Chance that Omicron is importantly (25%+ in the same person) less virulent than Delta: 80% → 85%.
Chance that Omicron is vastly (75%+ in the same person) less virulent than Delta: 20% → 20%.
Didn’t get much new evidence and thus not much additional clarity, but if there wasn’t at least the 25% level we’d expect to see trouble in ways we are not seeing, so we can get more confident there.
Chance we will be getting boosters modified for Omicron within 6 months of our previous booster shot: 25% → 20%.
Israel floated a fourth shot when it still mattered and pulled back. On reflection I see it as less likely that, in a world where Omicron is rapidly declining, we’ll tell people to get fourth shots this quickly, especially with severe disease protections holding.
Chance we are broadly looking at a future crisis situation with widely overwhelmed American hospitals, new large American lockdowns and things like that: 15% → 10%.
The math seems to indicate that the major city hospitals, under large vaccination rates with good capacity, will hold. If that’s true, even with the rural ones already in trouble now, I don’t see a way for this to be a crisis that makes this true, and everyone is moving towards a ‘life must go on’ position. I’m not ready to call this quite yet, panic can still be a thing, but Washington DC is being hit very hard and mostly not flinching. In another week we can likely mostly write this off, except in the scenarios where we suddenly can’t.
Generation time (serial interval) of Omicron is 3.5 days or less: 85% → 85%.

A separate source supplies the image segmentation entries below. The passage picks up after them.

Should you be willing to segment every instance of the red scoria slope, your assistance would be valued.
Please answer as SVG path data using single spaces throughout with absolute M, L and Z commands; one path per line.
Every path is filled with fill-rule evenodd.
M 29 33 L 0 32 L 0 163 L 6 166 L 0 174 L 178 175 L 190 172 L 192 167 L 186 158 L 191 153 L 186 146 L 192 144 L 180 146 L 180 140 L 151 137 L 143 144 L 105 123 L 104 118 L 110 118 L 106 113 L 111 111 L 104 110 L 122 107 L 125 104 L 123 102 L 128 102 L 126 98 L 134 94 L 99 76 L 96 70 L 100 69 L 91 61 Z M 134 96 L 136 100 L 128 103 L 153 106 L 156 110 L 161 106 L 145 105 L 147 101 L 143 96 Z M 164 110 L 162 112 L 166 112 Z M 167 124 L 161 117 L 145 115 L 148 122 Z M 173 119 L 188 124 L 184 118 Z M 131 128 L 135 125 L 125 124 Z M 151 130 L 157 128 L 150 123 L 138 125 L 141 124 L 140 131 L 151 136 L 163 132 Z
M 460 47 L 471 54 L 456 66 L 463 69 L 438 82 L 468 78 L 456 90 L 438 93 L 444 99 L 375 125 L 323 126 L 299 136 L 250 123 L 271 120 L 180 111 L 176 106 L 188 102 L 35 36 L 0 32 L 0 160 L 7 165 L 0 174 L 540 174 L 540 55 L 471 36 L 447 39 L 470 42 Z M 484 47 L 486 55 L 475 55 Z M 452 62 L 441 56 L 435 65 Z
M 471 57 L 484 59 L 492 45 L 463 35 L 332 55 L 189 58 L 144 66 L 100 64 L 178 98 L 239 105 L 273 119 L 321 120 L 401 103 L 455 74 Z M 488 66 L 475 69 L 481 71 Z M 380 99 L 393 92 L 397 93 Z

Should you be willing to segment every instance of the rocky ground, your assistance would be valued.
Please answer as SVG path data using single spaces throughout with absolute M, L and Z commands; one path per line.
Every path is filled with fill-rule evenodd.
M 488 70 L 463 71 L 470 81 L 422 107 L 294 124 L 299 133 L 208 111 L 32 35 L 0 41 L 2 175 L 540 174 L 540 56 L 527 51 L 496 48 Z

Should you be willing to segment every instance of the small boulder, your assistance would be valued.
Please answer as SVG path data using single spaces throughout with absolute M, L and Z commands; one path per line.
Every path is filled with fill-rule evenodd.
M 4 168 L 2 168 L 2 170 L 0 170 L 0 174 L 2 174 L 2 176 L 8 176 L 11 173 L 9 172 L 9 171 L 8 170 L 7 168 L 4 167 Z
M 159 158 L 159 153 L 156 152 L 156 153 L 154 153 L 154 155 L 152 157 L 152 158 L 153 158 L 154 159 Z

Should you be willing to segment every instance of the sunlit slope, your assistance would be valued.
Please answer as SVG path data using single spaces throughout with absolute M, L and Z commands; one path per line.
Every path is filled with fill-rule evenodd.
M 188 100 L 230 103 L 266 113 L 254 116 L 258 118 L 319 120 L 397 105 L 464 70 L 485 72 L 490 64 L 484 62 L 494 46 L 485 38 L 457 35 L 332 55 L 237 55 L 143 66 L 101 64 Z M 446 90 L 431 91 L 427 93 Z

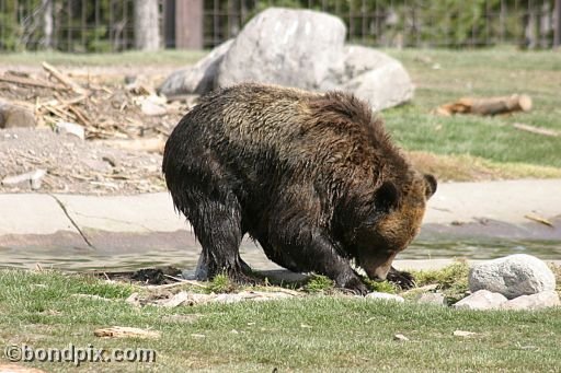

Didn’t learn much, the superspreader event wasn’t that helpful.
Hold on a minute... Omicron seems to be mainly concentrated in the upper respiratory tract, unlike Delta and the original Wuhan strain.
Evidence that Omicron is displacing Delta comes mainly from sequencing done on PCR tests - but PCR tests are done based on taking swabs from the nose and tonsils, i.e. the upper respiratory tract. So how do we know that there aren't many patients that have BOTH Omicron AND Delta, but with the Delta concentrated in their lungs and the Omicron concentrated in their upper respiratory tract? Couldn't that be the case?
And how do we know that deaths attributed to Omicron aren't actually deaths due to Delta having been in the victim's lungs? Particularly since, as I understand it, previous strains, when they cause fatalities, typically end up killing the patient AFTER the virus has already been pretty much cleared from the body - it's an immune system overreaction!
What would you estimate is the probability of the CDC identifying Omicron as a Variant of High Consequence?